Sr. Data Engineer AWS – MEXICO

LATAM

About Distillery

Distillery Tech Inc accelerates innovation through an unyielding approach to nearshore software development. The world’s most innovative technology teams choose Distillery to help accelerate strategic innovation, fill a pressing technology gap, and hit mission-critical deadlines. We support essential applications, mobile apps, websites, and eCommerce platforms through the placement of senior, strategic technical leaders and by deploying fully managed technology teams that work intimately alongside our client’s in-house development teams. At Distillery Tech Inc, we’re not here to reinvent nearshore software development, we’re on a mission to perfect it. Distillery Tech Inc is committed to diversity and inclusion. We actively seek to cultivate a workforce that reflects the rich tapestry of perspectives, backgrounds, and experiences present in our society. Our recruitment efforts are dedicated to promoting equal opportunities for all candidates, regardless of race, etc.


About the Position

As a Data Engineer, you will play a critical role in rebuilding a large-scale AWS-based data lake and analytics platform. This opportunity is exclusively for professionals located in Mexico. You will be responsible for re-implementing ingestion pipelines, EMR/Glue workflows, Redshift loading logic, and integrations with tools such as Databricks and SageMaker, using Terraform. Your work will ensure accuracy, integrity, and consistency across complex data workflows in a new AWS account.


Responsibilities:

● Rebuild and validate data ingestion pipelines using AWS services (Lambda, Kinesis Firehose, MSK, S3).

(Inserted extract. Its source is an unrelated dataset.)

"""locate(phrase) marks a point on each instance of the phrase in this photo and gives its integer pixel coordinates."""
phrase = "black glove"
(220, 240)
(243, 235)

● Migrate and reconfigure processing jobs in Glue, EMR, and Amazon MWAA (Airflow).

● Recreate and validate table definitions in Glue Data Catalog for downstream Athena queries.

● Develop and manage ingestion from third-party APIs (e.g., Revature, eCommerce Affiliates) via Lambda or Airflow DAGs.

● Partner with ML engineers to re-establish SageMaker and Personalize workflows.

● Collaborate with the DevOps team to ensure Terraform-managed infrastructure supports data pipeline requirements.

● Conduct thorough data validation across the migration process, ensuring object counts, schema consistency, and accurate source-to-target delivery.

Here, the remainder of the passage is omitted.